Artifact 24 — Peer Review and Feedback Log A record of critiques received, revisions made, and lessons learned. Artifact 25 — Research Maturity Review A long-form reflection on how research changed learning, building, writing, and intellectual honesty.

12. When to Move Forward

Do not move forward because a folder contains many papers.

Move forward when research behavior is visible.

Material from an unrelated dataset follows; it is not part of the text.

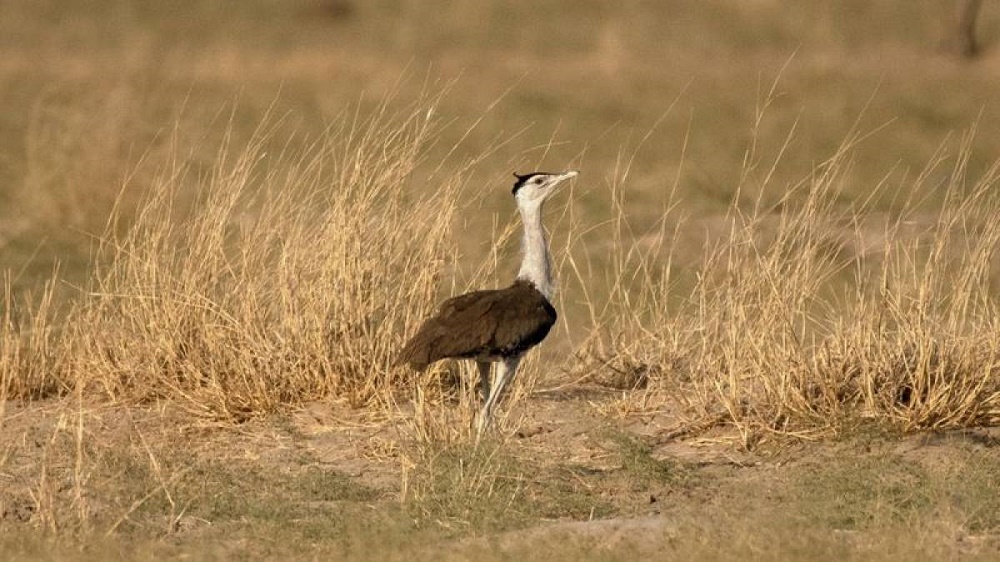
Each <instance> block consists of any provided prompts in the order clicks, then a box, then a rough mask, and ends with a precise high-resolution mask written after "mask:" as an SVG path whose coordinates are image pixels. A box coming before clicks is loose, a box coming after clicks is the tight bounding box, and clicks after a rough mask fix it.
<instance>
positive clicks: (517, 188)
mask: <svg viewBox="0 0 1000 562" xmlns="http://www.w3.org/2000/svg"><path fill="white" fill-rule="evenodd" d="M577 174H579V172H577V171H576V170H570V171H568V172H558V173H549V172H532V173H530V174H524V175H521V174H516V173H515V174H514V177H515V178H517V181H515V182H514V189H512V190H511V193H513V194H514V197H515V198H516V199H517V203H518V205H524V204H536V205H541V204H542V202H543V201H545V200H546V199H547V198H548V197H549V195H552V192H553V191H555V189H556V186H557V185H559V184H560V183H562V182H564V181H566V180H568V179H570V178H573V177H576V175H577Z"/></svg>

Move past mini essays when:

  • short essays are written regularly
  • each essay has one clear idea
  • some essays become larger research seeds

Move past source notes when:

  • sources are cited properly
  • notes distinguish source claims from your interpretation
  • Zotero or another reference system is organized

Move past literature search basics when:

  • search terms are documented
  • foundational and recent sources are identified
  • citation chains are followed
  • gaps and disputes are visible

Move past annotated bibliographies when:

  • sources are summarized accurately
  • relevance is explained
  • strengths and weaknesses are noted
  • sources are grouped thematically Move past paper reading basics when:
  • papers can be structurally analyzed
  • methods and limitations are understood
  • figures and equations are explained
  • possible reproductions are identified

Move past reproducibility basics when:

  • experiments have logs
  • code/data/environments are documented
  • failures are preserved
  • results can be rerun or inspected

Move past technical reports when:

  • reports have clear methods, results, limitations, and references
  • claims match evidence
  • another person could understand the work

Move into review papers when:

  • literature maps exist
  • the scope is clear
  • sources are compared and synthesized
  • gaps can be stated honestly

Move into original research when:

  • a question is grounded in literature
  • a method is feasible
  • contribution is small but real
  • limitations are understood

Move into formal publishing when:

  • the work is structured
  • sources are verified
  • claims are responsible
  • ethics and authorship are clear
  • feedback has been considered

13. The Research and Writing Standard

The final standard for this domain is:

I can ask serious questions, search literature systematically, read sources critically, take disciplined notes, build literature maps, run or reproduce experiments, write technical reports, produce essays, preserve research outputs, publish responsibly, and contribute honestly to knowledge.

Research is not separate from building.

It is how building becomes knowledge.

Writing is not separate from thinking.

It is how thinking becomes inspectable.

Publication is not vanity.

It is how useful work becomes available to others.

The long-term result should be a life where curiosity does not disappear into private excitement.

It becomes notes. Notes become essays. Essays become experiments. Experiments become reports. Reports become papers. Papers become tools, questions, collaborations, and contributions.